GPU databases are brilliant for cases where the working set can live entirely within the GPU's memory. For most applications with much larger (or more dynamic) working sets, the PCIe bus becomes a significant performance bottleneck. This is their traditional niche.
That said, I've heard anecdotes from people I trust that heavily optimized use of CPU vector instructions is competitive with GPUs for database use cases.
> GPU databases are brilliant for cases where the working set can live entirely within the GPU's memory.

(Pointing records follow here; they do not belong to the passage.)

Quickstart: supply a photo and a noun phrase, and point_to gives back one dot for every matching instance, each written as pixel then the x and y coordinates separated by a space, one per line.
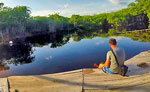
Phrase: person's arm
pixel 107 63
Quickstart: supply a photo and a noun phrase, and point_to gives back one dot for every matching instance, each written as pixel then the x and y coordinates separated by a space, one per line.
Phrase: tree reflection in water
pixel 19 53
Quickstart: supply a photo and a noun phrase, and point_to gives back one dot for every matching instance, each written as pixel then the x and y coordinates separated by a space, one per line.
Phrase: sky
pixel 69 7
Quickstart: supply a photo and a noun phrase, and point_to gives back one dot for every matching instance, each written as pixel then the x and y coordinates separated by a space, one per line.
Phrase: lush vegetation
pixel 17 20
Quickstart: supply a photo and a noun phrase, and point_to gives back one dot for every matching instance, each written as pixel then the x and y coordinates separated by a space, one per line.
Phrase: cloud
pixel 49 57
pixel 119 2
pixel 66 5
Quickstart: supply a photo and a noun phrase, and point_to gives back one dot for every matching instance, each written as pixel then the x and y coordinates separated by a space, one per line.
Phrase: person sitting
pixel 115 59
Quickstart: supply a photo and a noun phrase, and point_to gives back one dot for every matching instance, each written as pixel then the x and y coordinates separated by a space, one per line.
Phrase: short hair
pixel 113 41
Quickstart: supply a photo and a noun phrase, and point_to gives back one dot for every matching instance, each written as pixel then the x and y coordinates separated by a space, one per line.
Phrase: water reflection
pixel 51 53
pixel 19 53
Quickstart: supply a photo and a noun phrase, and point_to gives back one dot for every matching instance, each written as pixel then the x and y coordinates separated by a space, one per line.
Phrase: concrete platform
pixel 3 85
pixel 88 80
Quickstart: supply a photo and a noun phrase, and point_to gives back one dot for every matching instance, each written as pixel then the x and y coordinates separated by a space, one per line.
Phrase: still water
pixel 53 54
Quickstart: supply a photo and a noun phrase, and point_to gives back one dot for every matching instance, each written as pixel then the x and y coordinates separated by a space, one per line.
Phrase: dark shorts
pixel 106 70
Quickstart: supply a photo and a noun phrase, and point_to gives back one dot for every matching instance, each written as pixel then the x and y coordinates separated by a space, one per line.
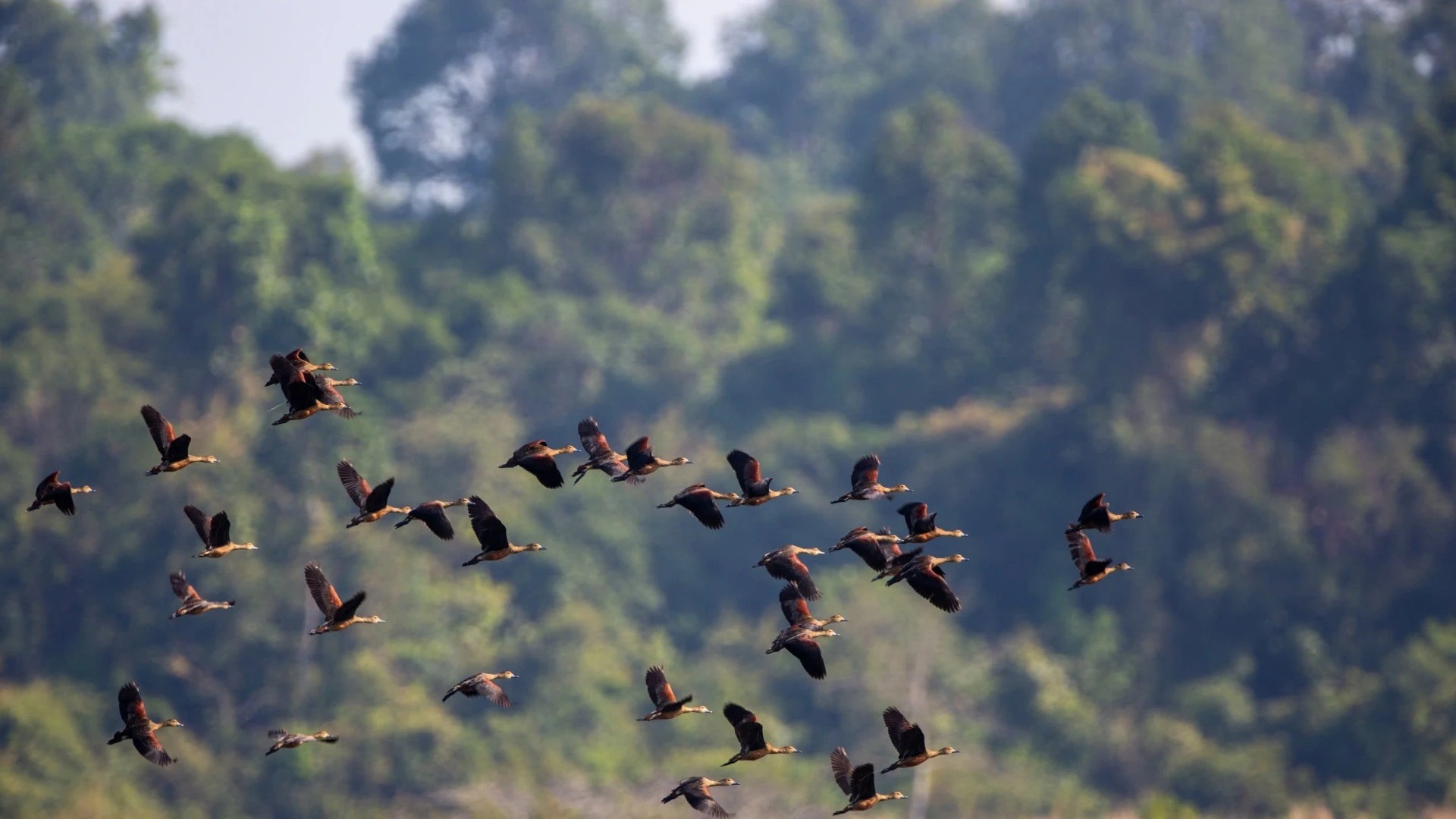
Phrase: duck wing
pixel 487 526
pixel 906 736
pixel 354 483
pixel 201 522
pixel 322 591
pixel 867 471
pixel 159 428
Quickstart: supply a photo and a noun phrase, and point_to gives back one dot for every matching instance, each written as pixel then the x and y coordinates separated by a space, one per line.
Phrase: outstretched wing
pixel 810 656
pixel 639 453
pixel 347 608
pixel 795 608
pixel 201 522
pixel 324 594
pixel 906 736
pixel 1092 506
pixel 182 589
pixel 593 442
pixel 867 471
pixel 177 450
pixel 915 515
pixel 932 586
pixel 354 484
pixel 220 532
pixel 487 526
pixel 545 469
pixel 47 484
pixel 658 689
pixel 379 496
pixel 843 770
pixel 436 519
pixel 750 475
pixel 699 502
pixel 159 428
pixel 864 781
pixel 133 710
pixel 1081 548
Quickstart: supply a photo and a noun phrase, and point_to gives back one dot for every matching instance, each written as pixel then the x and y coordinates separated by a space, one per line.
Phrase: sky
pixel 278 69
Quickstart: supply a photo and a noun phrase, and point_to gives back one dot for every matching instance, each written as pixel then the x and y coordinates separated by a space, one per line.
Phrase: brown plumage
pixel 140 729
pixel 193 604
pixel 216 532
pixel 752 746
pixel 921 523
pixel 750 480
pixel 601 455
pixel 797 610
pixel 701 502
pixel 667 704
pixel 299 360
pixel 482 686
pixel 875 548
pixel 286 739
pixel 1098 515
pixel 864 483
pixel 337 614
pixel 641 463
pixel 372 502
pixel 172 447
pixel 800 640
pixel 858 783
pixel 1090 567
pixel 541 461
pixel 925 576
pixel 909 742
pixel 488 529
pixel 433 515
pixel 783 563
pixel 306 392
pixel 55 491
pixel 695 790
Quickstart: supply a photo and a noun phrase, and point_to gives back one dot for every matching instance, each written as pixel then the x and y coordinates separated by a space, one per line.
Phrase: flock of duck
pixel 309 392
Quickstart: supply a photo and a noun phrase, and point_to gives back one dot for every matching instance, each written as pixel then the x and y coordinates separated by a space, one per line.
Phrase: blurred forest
pixel 1197 254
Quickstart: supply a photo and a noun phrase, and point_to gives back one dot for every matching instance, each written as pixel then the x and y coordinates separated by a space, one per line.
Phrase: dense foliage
pixel 1200 256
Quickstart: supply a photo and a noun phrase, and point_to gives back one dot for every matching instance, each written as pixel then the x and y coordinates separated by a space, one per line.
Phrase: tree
pixel 436 95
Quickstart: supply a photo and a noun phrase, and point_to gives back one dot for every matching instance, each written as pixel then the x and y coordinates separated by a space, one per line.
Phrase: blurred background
pixel 1197 254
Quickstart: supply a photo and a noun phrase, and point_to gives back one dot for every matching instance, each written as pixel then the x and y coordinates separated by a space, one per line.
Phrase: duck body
pixel 909 742
pixel 752 746
pixel 53 491
pixel 433 515
pixel 865 483
pixel 858 783
pixel 924 575
pixel 140 729
pixel 667 704
pixel 482 686
pixel 695 790
pixel 783 564
pixel 756 488
pixel 1090 567
pixel 338 614
pixel 601 457
pixel 216 532
pixel 541 461
pixel 641 463
pixel 1098 515
pixel 701 503
pixel 172 447
pixel 491 534
pixel 372 502
pixel 286 739
pixel 193 604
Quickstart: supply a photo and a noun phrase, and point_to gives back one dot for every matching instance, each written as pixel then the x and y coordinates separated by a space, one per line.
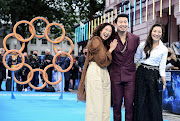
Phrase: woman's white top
pixel 158 56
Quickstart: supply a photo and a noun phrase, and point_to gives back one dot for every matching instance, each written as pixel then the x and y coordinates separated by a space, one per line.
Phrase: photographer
pixel 35 62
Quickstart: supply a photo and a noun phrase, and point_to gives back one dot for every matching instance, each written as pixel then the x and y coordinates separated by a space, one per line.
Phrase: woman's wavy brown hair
pixel 149 41
pixel 99 28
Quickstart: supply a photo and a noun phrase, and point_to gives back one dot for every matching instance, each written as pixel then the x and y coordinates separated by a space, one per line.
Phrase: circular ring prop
pixel 9 35
pixel 57 67
pixel 29 79
pixel 32 86
pixel 44 72
pixel 54 47
pixel 34 19
pixel 56 40
pixel 15 34
pixel 19 66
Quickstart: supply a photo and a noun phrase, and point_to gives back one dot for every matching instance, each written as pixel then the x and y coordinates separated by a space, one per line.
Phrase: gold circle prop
pixel 52 83
pixel 19 66
pixel 56 40
pixel 57 67
pixel 32 86
pixel 54 47
pixel 9 35
pixel 34 19
pixel 15 34
pixel 29 79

Probably true for current computer software. But there are numerous algorithms that allow groups of nodes to work together on database-joins, even if they don't fit in one node.
Consider Table A (1000 rows), and Table B (1,000,000 rows). Lets say you want to compute A Join B, but B doesn't fit in your memory (lets say you only have room for 5000 rows). Well, you can split Table B into 250 pieces, each with 4000-rows.
TableA (1000 rows) + TableB (4000 rows) is 5000 rows, which fits in memory. :-)
You then compute A join B[0:4000], then A join B[4000:8000], etc. etc. In fact, all 250 of these joins can be done in parallel.
----------
As such, its theoretically possible to perform database joins on parallel systems, even if they don't fit into any particular node's RAM.
If you can afford it, much of the penalty from the pcie bus goes away if you have a system with nvlink. You still need to transfer the data back to the CPU for the final results, but most of the filtering and reduction operations across GPU memory can be done on nvlink only.
I'm clueless on the amount of bandwidth needed for larger applications, will the eventual release of PCIe 4 & 5 have a big impact on this? Or will it still be too slow?
PCIe3 x16, current generation has a bandwidth of 15.75 GB/s (×16)
Assuming you have 16 GB or RAM on the GPU, theoretically ~1 second is all it would take to load the GPU with that amount of data. Unfortunately, when you take into consideration huge data sets, you'll be able to saturate that with 5 M2 SSDs each running at 3200 MB/s, assuming Disk<-RAM DMA->GPU.
Those would also require at least 5 PCIe 2x8 ports on a pretty performant setup. RAM bandwidth is assumed to be around ~40-60GB/s, so hopefully no bottlenecks there.
This is assuming your GPU could swizzle through 16GB of data in a second. They have a theoretical memory bandwidth of between 450-970 GB/s.
Now realistically, per vendor marketing manuals, the fastest DB I've seen allows one to ingest at 3TB / hour ~~ 1GB / second.
So there must be more to it than the theoretically 16GB / second business. PCIe4 x16 doubles the speed to 32GB/s but at this time it looks pointless to me.
That said, I've heard anecdotes from people I trust that heavily optimized use of CPU vector instructions is competitive with GPUs for database use cases.